SQL> Select  dbms_stats.create_extended_stats(user , 'COURSE_EXT_STATS' , '(COURSE_YEAR, COURSE_TERM)')  from dual ;

DBMS_STATS.CREATE_EXTENDED_STATS(USER,'COURSE_EXT_STATS','(COURSE_YEAR,COURSE_TERM)')
----------------------------------------------------------------------------------------------------------------------
SYS_STUNAZ4NUJOSOZ98MCGXG90RF7      

While  creating extended statistics , Oracle created another column as shown above.  The optimizer gives relatively better number.

SQL>  exec dbms_stats.gather_table_stats(user , 'COURSE_EXT_STATS' , method_opt=>'for all columns size 1' );
PL/SQL procedure successfully completed.

SQL>select * from course_ext_stats where course_year = 2011 and course_term = 5 ;
.....


--------------------------------------------------------------------------------------
| Id  | Operation         | Name             | Rows  | Bytes | Cost (%CPU)| Time     |
--------------------------------------------------------------------------------------
|   0 | SELECT STATEMENT  |                  |  3928 | 70704 |   390   (3)| 00:00:01 |
|*  1 |  TABLE ACCESS FULL| COURSE_EXT_STATS |  3928 | 70704 |   390   (3)| 00:00:01 |
--------------------------------------------------------------------------------------



Now , let us generate histograms up to 254 for all columns and see the output.

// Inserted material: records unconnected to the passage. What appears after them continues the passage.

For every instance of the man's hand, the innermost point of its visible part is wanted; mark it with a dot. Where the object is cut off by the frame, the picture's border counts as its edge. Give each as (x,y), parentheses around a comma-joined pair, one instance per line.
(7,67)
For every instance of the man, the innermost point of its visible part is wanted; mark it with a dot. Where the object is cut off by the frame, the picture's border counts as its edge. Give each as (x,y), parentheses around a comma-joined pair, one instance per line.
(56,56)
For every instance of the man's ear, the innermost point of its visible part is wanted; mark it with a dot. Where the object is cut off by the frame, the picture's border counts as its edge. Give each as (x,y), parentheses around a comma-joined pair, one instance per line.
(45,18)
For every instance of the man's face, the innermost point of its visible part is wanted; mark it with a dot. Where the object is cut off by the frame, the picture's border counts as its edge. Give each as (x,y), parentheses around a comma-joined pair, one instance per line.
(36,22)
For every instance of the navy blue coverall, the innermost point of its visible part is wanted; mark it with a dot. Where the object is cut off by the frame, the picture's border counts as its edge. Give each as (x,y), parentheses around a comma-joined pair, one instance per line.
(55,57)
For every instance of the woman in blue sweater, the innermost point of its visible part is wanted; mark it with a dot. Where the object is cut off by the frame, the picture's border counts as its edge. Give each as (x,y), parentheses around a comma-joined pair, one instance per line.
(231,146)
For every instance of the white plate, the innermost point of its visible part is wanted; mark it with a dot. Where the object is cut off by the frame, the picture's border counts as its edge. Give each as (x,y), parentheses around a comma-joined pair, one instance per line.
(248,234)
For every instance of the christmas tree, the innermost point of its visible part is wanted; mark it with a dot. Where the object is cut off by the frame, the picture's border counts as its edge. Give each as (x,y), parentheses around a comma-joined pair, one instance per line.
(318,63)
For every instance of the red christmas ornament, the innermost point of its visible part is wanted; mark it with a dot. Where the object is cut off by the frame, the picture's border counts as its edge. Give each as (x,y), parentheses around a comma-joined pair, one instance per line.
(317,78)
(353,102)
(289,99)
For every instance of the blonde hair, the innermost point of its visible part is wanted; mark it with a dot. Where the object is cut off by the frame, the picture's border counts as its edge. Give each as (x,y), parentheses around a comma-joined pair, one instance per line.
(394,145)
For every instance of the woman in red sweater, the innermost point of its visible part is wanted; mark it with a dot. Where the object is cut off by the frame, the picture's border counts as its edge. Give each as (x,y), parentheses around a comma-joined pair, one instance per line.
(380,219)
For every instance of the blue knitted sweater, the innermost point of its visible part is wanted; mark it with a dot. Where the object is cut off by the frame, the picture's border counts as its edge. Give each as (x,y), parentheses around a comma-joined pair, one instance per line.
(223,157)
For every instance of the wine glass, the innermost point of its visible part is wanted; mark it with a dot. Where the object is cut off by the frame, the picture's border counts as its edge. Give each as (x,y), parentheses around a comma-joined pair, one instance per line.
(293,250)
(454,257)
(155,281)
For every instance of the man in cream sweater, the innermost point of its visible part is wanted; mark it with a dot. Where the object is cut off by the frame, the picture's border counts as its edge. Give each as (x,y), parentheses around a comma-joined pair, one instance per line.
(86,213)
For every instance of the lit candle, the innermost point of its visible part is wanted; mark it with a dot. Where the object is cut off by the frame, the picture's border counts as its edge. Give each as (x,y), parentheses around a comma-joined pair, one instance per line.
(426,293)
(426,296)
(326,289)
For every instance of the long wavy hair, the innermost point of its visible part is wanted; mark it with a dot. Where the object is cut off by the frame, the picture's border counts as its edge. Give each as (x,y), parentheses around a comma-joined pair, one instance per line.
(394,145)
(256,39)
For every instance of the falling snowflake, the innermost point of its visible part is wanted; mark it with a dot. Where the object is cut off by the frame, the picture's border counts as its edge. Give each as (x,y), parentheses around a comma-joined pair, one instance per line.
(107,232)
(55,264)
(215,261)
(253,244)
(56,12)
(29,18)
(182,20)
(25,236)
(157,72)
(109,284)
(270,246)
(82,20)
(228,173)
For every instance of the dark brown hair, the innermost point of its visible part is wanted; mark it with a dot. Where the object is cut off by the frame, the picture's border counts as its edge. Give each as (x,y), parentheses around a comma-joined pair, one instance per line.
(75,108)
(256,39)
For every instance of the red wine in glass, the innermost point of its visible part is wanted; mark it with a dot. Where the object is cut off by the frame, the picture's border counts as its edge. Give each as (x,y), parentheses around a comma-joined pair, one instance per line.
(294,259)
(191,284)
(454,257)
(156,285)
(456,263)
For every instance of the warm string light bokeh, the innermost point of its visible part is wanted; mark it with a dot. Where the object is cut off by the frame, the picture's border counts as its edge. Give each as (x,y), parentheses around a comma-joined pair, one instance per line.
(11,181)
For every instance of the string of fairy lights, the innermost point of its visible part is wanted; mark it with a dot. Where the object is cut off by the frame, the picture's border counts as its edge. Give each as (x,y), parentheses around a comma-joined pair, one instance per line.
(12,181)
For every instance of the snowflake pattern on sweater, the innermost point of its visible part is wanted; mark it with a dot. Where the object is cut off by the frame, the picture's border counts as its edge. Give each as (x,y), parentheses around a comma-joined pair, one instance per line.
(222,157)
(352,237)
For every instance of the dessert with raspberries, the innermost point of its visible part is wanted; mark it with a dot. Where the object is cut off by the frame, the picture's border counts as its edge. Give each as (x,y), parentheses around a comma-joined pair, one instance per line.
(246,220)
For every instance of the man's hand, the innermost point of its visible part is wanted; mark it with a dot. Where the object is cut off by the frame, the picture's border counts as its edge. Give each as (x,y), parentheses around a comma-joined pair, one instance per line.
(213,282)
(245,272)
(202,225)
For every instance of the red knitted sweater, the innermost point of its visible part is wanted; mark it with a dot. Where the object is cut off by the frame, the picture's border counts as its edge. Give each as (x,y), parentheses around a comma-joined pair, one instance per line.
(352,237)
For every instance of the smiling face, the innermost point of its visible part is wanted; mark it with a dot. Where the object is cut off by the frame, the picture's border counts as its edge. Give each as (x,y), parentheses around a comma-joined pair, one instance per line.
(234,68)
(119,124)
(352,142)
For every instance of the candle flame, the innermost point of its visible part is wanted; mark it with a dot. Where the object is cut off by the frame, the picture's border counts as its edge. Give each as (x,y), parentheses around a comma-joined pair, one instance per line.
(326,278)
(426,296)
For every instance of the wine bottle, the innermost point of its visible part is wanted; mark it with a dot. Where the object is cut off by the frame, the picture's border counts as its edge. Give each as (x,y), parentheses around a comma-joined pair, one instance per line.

SQL> exec dbms_stats.delete_table_stats(user , 'COURSE_EXT_STATS');
PL/SQL procedure successfully completed.


SQL> exec dbms_stats.drop_extended_stats(user , 'COURSE_EXT_STATS' , '(COURSE_YEAR, COURSE_TERM)') ;
PL/SQL procedure successfully completed.

SQL> exec dbms_stats.gather_table_stats(user , 'COURSE_EXT_STATS' , method_opt=>'for all columns size 254' );
PL/SQL procedure successfully completed.


SQL> select column_name , num_distinct , density , sample_size , histogram , num_buckets from user_tab_col_statistics where table_name ='COURSE_EXT_STATS';

COLUMN_NAME                    NUM_DISTINCT    DENSITY SAMPLE_SIZE HISTOGRAM       NUM_BUCKETS
------------------------------ ------------ ---------- ----------- --------------- -----------
ID                                   432879 2.3186E-06        5480 HEIGHT BALANCED         254
COURSE_YEAR                              16 1.1593E-06        5480 FREQUENCY                16
COURSE_TERM                               4 1.1593E-06        5480 FREQUENCY                 4
COURSE_NO                             82656 .000026582        5480 HEIGHT BALANCED         254



Execution Plan
----------------------------------------------------------
Plan hash value: 185418477

--------------------------------------------------------------------------------------
| Id  | Operation         | Name             | Rows  | Bytes | Cost (%CPU)| Time     |
--------------------------------------------------------------------------------------
|   0 | SELECT STATEMENT  |                  |  3264 | 58752 |   390   (3)| 00:00:01 |
|*  1 |  TABLE ACCESS FULL| COURSE_EXT_STATS |  3264 | 58752 |   390   (3)| 00:00:01 |
--------------------------------------------------------------------------------------
 

Now , the optimizer estimated yet another number for expected rows.
So , which one  is better ?


I guess ,  the answer is "it depends" :-) 


Also , I would need to poke around a bit.